More is more...
- Ken

- Dec 1
- 2 min read
When it comes to security, more password complexity, more levels of authentication and more secure approaches improve your computer and network security.
Two-factor authentication (2FA) matters because passwords alone are no longer enough.
Even strong, unique passwords can be stolen through:
phishing,
keyloggers,
data breaches,
credential stuffing.
When 2FA is enabled, an attacker who knows your password still can’t log in without the second factor (usually your phone, hardware key, or biometric). This single layer blocks ~99.9% of automated and bulk credential-stuffing attacks (per Microsoft and Google’s public data).
In real-world terms:
If a site you use gets breached (happens daily), your leaked password becomes worthless to attackers.
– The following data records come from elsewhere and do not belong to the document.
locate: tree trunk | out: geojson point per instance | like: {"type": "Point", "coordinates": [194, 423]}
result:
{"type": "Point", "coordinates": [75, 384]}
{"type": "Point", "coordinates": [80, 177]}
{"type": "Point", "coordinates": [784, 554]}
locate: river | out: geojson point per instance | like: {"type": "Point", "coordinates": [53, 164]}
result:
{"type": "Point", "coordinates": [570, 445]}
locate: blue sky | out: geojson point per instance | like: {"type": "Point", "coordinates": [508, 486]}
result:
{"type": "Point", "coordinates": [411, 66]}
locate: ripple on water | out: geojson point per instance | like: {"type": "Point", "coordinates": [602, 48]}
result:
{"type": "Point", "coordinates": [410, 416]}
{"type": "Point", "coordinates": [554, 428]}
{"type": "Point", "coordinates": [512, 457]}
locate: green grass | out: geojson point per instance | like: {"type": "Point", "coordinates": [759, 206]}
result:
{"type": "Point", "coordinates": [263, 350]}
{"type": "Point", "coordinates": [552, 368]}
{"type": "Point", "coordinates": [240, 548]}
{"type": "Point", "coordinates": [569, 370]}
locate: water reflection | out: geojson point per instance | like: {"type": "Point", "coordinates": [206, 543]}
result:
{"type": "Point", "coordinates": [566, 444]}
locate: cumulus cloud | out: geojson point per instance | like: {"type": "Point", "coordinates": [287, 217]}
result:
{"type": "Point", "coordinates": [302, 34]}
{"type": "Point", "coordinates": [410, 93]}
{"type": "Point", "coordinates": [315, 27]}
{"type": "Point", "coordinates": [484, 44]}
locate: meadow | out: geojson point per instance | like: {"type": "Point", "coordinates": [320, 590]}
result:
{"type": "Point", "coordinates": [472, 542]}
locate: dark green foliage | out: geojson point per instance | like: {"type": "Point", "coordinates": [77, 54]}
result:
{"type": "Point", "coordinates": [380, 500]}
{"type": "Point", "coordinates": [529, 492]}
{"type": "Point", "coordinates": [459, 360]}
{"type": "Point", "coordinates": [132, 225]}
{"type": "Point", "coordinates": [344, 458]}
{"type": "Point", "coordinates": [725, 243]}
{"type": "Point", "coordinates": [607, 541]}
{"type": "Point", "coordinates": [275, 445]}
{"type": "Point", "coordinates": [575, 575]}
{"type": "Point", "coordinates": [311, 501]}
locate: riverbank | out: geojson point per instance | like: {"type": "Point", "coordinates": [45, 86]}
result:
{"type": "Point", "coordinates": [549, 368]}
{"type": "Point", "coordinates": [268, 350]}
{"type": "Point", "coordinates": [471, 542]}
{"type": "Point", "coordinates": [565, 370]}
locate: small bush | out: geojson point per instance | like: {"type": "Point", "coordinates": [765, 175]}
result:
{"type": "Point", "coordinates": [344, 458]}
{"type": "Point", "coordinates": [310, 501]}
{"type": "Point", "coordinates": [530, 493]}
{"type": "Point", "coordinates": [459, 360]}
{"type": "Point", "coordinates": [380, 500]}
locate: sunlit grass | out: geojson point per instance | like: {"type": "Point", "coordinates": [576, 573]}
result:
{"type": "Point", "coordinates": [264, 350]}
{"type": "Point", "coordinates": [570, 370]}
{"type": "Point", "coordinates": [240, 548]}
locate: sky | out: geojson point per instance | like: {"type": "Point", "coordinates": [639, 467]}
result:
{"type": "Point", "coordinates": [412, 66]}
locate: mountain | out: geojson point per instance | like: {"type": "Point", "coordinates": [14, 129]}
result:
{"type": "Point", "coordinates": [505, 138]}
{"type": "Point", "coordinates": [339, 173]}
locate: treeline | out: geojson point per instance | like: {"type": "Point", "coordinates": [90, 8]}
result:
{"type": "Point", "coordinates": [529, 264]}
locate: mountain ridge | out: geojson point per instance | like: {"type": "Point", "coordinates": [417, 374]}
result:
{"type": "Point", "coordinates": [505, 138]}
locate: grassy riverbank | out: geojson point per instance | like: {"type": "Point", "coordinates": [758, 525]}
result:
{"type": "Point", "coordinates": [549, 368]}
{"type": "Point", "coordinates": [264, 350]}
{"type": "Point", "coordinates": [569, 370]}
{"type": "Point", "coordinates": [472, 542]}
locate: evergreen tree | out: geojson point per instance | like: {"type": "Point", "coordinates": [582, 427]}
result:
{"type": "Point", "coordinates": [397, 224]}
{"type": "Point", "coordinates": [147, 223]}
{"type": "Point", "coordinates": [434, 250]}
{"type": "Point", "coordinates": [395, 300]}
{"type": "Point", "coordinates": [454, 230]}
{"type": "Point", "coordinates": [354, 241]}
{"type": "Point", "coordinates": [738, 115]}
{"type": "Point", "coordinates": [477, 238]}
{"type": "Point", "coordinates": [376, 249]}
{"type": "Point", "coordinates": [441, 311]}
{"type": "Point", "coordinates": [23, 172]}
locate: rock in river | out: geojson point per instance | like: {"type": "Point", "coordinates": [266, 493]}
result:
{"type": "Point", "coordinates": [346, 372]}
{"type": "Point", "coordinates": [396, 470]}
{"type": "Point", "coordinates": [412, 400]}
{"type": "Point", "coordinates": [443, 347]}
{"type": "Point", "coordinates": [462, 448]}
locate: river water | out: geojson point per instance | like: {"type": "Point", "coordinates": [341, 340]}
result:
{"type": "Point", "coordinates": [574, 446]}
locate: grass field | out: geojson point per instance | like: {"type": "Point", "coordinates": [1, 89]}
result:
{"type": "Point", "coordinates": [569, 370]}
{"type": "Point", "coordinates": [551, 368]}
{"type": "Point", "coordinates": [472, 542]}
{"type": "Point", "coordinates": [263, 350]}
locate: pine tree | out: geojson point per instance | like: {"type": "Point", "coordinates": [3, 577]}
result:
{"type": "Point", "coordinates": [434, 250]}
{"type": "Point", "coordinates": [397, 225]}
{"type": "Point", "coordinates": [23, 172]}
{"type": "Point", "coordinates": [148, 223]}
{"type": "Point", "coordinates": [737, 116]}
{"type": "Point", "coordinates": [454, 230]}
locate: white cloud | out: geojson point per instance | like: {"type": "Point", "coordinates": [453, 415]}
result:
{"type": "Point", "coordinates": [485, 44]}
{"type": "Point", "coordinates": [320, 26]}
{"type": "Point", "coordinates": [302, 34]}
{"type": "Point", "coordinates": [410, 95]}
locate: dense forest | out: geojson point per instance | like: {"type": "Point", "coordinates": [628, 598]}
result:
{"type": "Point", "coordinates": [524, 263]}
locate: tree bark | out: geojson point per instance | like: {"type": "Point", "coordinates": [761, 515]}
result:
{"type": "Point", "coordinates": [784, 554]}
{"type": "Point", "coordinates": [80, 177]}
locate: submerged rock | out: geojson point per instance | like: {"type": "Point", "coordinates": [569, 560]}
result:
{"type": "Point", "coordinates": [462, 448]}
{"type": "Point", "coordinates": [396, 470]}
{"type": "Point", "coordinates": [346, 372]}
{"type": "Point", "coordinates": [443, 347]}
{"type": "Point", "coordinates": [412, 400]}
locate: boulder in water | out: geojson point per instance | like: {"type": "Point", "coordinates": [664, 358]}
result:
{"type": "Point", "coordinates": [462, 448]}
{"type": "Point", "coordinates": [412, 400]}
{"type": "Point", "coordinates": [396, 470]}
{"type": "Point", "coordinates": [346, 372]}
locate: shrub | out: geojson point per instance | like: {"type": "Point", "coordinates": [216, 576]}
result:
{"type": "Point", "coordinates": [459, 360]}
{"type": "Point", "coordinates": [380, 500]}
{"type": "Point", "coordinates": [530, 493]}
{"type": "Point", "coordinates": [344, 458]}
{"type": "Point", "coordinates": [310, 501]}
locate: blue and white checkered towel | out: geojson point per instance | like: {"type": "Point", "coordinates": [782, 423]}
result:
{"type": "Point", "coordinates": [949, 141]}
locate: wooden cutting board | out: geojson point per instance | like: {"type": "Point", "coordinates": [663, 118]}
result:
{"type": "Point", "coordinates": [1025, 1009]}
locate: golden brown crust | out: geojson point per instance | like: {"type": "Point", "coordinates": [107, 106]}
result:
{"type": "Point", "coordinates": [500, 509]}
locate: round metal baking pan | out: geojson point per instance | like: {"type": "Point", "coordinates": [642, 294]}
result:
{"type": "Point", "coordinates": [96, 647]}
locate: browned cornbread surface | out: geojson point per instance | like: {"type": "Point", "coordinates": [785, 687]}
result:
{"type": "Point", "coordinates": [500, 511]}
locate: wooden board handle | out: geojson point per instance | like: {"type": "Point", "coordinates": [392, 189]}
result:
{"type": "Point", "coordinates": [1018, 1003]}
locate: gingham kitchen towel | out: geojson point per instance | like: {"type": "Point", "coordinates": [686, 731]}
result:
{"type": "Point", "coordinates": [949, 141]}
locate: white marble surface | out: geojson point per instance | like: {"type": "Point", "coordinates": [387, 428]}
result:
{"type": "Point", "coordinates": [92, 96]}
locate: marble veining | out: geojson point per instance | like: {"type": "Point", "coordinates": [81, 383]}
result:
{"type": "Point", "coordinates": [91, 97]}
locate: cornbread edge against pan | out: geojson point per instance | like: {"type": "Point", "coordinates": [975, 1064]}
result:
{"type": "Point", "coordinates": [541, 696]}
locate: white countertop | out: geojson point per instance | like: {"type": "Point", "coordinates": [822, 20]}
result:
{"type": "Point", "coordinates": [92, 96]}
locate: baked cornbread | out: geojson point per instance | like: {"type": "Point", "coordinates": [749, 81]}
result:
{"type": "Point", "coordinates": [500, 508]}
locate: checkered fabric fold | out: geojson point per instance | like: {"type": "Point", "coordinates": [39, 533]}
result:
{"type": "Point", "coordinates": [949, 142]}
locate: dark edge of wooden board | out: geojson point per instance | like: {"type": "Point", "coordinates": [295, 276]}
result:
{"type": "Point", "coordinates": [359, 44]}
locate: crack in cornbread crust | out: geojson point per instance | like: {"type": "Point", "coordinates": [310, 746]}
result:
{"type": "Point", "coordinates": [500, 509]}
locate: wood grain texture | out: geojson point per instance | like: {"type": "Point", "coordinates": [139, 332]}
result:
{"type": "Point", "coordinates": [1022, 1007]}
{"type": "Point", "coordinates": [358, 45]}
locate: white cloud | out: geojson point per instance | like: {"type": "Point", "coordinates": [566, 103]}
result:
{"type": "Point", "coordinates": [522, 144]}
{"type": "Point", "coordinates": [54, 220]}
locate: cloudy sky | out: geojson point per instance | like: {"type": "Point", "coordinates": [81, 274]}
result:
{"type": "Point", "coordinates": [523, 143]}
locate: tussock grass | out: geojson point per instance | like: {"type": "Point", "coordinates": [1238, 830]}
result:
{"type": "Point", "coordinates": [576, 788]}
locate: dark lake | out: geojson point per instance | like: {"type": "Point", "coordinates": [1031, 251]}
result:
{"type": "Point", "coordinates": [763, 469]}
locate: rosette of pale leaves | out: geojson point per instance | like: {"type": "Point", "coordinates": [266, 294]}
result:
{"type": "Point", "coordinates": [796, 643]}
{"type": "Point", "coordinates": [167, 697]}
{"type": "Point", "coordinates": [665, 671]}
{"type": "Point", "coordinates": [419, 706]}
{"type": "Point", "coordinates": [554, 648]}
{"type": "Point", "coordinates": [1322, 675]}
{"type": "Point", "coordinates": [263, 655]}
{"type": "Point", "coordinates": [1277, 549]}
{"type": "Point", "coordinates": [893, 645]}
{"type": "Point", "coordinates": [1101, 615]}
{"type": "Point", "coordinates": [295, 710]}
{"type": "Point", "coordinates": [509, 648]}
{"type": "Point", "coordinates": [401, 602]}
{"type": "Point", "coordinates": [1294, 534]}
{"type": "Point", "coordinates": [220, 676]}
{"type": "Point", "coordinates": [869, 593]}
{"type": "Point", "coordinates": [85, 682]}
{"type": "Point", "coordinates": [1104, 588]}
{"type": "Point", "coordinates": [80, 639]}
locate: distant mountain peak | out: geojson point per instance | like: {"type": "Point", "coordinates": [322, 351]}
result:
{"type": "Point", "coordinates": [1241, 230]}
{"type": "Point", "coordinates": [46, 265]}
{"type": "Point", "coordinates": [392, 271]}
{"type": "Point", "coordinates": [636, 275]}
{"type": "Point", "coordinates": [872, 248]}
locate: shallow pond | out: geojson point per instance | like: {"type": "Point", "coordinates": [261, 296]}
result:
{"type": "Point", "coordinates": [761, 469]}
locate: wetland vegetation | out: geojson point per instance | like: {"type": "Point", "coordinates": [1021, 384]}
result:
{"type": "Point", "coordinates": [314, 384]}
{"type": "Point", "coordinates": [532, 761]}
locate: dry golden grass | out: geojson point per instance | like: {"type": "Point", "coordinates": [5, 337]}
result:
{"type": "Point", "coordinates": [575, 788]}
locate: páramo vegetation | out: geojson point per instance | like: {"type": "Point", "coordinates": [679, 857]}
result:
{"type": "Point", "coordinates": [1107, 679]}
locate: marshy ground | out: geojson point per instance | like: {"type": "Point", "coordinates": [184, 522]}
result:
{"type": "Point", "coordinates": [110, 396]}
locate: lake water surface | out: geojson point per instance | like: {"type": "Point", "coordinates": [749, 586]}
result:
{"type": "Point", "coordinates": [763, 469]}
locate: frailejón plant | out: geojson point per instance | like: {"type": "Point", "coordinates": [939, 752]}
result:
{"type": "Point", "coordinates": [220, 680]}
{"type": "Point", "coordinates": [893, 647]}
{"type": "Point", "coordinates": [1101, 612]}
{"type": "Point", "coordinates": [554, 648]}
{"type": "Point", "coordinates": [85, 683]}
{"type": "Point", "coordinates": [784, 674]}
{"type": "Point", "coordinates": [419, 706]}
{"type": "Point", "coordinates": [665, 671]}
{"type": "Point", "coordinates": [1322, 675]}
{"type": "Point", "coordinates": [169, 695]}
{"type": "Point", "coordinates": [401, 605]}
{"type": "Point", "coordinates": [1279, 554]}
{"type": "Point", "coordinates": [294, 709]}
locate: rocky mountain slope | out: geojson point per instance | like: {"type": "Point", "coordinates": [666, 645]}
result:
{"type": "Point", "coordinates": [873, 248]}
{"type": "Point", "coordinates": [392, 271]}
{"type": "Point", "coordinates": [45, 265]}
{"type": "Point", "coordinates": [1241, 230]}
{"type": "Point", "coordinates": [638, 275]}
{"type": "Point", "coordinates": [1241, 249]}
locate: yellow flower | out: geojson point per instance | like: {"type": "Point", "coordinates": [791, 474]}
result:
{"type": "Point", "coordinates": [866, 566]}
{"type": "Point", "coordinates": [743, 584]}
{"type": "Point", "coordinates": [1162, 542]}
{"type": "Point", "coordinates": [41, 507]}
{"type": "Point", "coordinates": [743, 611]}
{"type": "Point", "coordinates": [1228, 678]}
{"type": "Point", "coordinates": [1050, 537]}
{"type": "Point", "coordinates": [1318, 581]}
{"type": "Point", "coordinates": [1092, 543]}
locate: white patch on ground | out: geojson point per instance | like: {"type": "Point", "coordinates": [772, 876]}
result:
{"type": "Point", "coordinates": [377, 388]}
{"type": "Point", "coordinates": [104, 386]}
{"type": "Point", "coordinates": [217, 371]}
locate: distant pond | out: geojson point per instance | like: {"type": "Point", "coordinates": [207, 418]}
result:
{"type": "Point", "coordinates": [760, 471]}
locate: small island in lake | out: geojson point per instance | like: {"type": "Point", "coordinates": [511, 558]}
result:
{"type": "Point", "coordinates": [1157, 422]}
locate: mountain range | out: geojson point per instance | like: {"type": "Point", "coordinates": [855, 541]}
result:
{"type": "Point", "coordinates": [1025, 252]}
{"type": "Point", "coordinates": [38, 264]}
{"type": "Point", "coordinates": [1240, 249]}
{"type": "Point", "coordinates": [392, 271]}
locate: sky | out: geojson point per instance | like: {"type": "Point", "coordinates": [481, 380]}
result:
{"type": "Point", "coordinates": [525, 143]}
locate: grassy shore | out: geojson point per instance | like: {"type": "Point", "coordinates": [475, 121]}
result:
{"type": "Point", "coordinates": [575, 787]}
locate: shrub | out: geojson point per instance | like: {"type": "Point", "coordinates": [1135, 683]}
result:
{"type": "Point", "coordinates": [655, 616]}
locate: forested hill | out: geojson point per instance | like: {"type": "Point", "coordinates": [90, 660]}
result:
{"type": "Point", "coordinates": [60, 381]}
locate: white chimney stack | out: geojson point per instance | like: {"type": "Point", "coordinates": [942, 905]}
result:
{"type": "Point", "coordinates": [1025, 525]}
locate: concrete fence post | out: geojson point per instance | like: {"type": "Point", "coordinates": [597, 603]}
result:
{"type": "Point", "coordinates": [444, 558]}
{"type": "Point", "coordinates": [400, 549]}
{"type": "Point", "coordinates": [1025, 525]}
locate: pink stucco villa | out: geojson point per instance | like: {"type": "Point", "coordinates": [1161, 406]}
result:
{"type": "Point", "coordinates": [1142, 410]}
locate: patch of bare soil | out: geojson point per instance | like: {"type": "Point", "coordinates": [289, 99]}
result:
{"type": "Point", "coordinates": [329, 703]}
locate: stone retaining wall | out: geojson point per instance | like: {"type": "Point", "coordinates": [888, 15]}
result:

Phishing becomes far harder; most fake login pages can’t capture or relay the time-based code or push notification.
2FA turns a “knowledge” secret (something you know) into “knowledge + possession,” raising the bar from trivial to extremely difficult for most attackers. It’s the single highest-impact security step after using unique passwords.
WHY 2FA STOPS 99.9% OF ATTACKS
Password only Password + 2FA
███████ ███████ ░░░░░
Attacker has it → Still missing the 2nd factor
Account compromised → Login blocked
Real numbers (Microsoft & Google 2023-2024)
• 99.9% of automated attacks blocked by MFA
• 100% of credential-stuffing attacks stopped
• < 1 in 10,000 MFA users compromised vs. 1 in 20 without
Most common 2FA methods (from best to worst)
1. Hardware key (YubiKey) – virtually unphishable
2. Authenticator app (Google Auth, Authy, Microsoft)
3. Push notification (Duo, Microsoft, Google Prompt)
4. SMS codes – still beats nothing but a distant 4th to a hardware key
Enable 2FA everywhere. Takes 60 seconds, saves years of pain. Stay secure!